Evidemment ! De faibles revenus sont naturellement une des causes majeures de l'abandon de la recherche par les scientifiques, ou de l'orientation des jeunes vers d'autres secteurs professionnels... Pour remédier à cet état de chose, le gouvernement, malgré un budget encore modeste, a élaboré des politiques et engagé un processus de relèvement progressif des revenus de ces scientifiques. Enfin, cela n'est pas tout, il faut aussi souligner que nos scientifiques doivent savoir s'impliquer davantage et faire face aux problèmes pour se consacrer à leur vocation afin de contribuer au développement national des sciences. Ce qui au passage relève de tous, aussi et notamment des entreprises…

* Cela concerne également les scientifiques vietnamiens résidant à l'étranger… Mais quelles mesures afin qu'ils contribuent davantage au développement scientifique au Vietnam ?

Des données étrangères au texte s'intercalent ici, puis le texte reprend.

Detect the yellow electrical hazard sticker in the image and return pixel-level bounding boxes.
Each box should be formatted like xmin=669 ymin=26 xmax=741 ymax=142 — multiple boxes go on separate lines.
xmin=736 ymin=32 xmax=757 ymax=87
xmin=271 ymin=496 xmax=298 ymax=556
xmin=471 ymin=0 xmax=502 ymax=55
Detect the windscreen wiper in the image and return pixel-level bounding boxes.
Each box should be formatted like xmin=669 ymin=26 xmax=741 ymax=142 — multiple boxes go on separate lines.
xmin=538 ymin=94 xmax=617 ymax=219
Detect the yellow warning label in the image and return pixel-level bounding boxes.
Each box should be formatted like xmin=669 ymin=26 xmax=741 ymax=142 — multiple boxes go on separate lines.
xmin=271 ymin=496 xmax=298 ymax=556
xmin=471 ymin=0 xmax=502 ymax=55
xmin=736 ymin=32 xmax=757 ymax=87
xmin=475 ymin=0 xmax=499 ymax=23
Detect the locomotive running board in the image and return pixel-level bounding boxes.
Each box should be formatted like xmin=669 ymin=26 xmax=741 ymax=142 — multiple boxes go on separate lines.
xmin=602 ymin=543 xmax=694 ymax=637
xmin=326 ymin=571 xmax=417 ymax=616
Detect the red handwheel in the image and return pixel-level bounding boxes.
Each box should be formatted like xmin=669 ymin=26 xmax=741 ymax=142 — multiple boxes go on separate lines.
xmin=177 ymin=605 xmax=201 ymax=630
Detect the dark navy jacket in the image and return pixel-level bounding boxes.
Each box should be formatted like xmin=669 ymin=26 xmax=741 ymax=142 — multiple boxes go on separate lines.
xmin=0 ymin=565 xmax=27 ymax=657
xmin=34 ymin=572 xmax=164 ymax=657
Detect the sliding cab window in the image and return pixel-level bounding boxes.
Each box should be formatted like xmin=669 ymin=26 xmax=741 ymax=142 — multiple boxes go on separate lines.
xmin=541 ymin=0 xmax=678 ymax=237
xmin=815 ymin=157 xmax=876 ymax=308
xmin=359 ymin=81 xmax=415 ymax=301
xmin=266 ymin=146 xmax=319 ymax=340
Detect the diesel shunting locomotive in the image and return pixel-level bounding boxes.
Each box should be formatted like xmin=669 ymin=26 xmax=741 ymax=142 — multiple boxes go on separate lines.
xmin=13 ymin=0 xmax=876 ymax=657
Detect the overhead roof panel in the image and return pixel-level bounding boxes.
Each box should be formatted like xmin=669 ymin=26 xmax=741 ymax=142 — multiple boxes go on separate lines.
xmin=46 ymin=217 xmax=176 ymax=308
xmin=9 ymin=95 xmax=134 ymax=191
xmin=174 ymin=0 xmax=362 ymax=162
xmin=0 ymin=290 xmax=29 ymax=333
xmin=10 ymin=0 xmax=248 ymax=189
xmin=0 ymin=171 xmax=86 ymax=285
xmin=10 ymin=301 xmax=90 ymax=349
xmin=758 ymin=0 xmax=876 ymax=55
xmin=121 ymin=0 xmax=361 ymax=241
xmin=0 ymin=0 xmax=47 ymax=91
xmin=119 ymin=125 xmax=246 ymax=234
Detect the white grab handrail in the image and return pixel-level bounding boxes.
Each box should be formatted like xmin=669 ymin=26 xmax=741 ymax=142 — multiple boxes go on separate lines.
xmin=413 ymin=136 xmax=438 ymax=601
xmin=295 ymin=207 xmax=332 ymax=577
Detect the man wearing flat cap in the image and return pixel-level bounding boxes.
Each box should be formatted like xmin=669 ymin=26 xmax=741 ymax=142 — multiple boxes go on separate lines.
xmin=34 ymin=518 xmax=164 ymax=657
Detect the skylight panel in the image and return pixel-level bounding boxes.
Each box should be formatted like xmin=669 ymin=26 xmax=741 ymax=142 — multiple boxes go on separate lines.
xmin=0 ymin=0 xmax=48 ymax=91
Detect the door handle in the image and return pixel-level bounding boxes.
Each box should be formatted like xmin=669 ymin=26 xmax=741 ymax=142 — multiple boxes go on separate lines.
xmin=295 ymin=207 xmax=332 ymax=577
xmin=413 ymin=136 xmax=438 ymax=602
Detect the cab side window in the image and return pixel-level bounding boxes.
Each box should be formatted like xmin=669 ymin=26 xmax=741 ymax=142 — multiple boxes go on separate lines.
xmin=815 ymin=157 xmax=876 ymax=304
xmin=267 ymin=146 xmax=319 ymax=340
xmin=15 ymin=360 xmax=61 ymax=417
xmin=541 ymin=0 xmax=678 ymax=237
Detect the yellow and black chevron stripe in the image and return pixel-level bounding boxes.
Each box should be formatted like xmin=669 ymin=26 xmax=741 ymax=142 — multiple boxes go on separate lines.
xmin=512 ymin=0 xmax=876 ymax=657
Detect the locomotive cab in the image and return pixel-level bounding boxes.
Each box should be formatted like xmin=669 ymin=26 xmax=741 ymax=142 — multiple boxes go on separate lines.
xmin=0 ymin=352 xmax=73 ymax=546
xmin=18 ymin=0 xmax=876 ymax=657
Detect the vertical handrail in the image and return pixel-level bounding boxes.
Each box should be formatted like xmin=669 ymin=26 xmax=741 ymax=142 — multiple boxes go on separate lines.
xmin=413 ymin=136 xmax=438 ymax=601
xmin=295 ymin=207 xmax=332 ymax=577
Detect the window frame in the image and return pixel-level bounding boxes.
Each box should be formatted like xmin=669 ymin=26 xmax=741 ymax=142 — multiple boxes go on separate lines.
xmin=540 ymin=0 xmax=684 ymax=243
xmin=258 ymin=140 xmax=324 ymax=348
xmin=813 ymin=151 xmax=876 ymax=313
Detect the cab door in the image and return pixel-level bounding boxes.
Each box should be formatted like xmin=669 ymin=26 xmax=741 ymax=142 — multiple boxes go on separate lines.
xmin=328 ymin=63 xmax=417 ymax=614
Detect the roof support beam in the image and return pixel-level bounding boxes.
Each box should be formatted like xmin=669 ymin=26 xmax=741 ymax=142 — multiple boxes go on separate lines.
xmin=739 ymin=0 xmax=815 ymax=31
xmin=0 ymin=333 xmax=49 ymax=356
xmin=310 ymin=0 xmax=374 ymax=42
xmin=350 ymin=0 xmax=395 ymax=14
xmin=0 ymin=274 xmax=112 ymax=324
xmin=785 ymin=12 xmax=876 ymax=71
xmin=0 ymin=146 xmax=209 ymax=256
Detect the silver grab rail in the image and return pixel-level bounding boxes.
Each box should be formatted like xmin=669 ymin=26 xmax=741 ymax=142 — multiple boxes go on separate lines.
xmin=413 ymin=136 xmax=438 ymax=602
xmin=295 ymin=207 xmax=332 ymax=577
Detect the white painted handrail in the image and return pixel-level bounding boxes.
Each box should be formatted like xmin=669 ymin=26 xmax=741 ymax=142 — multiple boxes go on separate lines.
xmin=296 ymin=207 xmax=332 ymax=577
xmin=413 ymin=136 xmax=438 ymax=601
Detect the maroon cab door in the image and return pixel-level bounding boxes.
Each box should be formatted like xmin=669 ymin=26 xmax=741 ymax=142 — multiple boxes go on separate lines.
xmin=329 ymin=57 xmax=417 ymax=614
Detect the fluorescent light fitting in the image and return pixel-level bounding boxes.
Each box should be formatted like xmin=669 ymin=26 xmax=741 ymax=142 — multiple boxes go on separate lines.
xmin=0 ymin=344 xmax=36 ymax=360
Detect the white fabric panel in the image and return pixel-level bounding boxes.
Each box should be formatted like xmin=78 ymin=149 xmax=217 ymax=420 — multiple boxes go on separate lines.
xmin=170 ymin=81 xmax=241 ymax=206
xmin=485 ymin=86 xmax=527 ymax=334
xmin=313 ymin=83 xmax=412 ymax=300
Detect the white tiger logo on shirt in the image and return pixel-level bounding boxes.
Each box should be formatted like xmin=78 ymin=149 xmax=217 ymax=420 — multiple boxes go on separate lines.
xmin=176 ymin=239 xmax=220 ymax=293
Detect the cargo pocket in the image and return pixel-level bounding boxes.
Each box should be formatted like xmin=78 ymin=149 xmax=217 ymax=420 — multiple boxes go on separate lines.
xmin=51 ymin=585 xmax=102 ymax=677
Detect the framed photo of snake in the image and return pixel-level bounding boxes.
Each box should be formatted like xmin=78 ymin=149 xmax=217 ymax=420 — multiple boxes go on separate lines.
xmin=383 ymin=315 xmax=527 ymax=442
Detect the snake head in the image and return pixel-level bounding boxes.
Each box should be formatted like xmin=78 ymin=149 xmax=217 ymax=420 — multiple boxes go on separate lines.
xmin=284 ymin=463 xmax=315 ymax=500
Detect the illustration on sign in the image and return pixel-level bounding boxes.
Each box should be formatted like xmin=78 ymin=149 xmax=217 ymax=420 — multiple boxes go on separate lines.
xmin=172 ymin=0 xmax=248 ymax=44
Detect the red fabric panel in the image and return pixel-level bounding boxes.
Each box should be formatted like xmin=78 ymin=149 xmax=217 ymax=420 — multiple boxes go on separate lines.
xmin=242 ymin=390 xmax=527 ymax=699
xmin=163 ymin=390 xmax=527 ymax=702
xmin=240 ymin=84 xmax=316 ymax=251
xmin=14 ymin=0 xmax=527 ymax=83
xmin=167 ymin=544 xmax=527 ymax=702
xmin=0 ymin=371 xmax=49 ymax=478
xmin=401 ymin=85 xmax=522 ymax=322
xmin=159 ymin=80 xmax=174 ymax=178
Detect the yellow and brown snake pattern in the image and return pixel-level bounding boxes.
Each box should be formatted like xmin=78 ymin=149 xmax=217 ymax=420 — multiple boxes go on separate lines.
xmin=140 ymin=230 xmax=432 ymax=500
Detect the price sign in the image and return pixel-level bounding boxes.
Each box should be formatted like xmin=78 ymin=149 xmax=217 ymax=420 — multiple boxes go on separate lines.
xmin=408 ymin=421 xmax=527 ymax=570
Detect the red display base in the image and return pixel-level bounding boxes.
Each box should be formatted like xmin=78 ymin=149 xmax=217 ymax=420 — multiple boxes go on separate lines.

Comme tous les pays du monde, le Vietnam encourage la participation active des scientifiques vietnamiens vivant à l'étranger à l'oeuvre d'édification nationale comme à celle de développement socioéconomique. Sur ce point, ils sont libres des modalités de leurs contributions, au Vietnam ou depuis leurs pays de résidence, hormis certains cas où, évidemment, la recherche implique une présence physique incontournable. Soyons réalistes, l'essentiel est bien qu'ils se dévouent à la cause scientifique pour leur Patrie comme pour leurs compatriotes.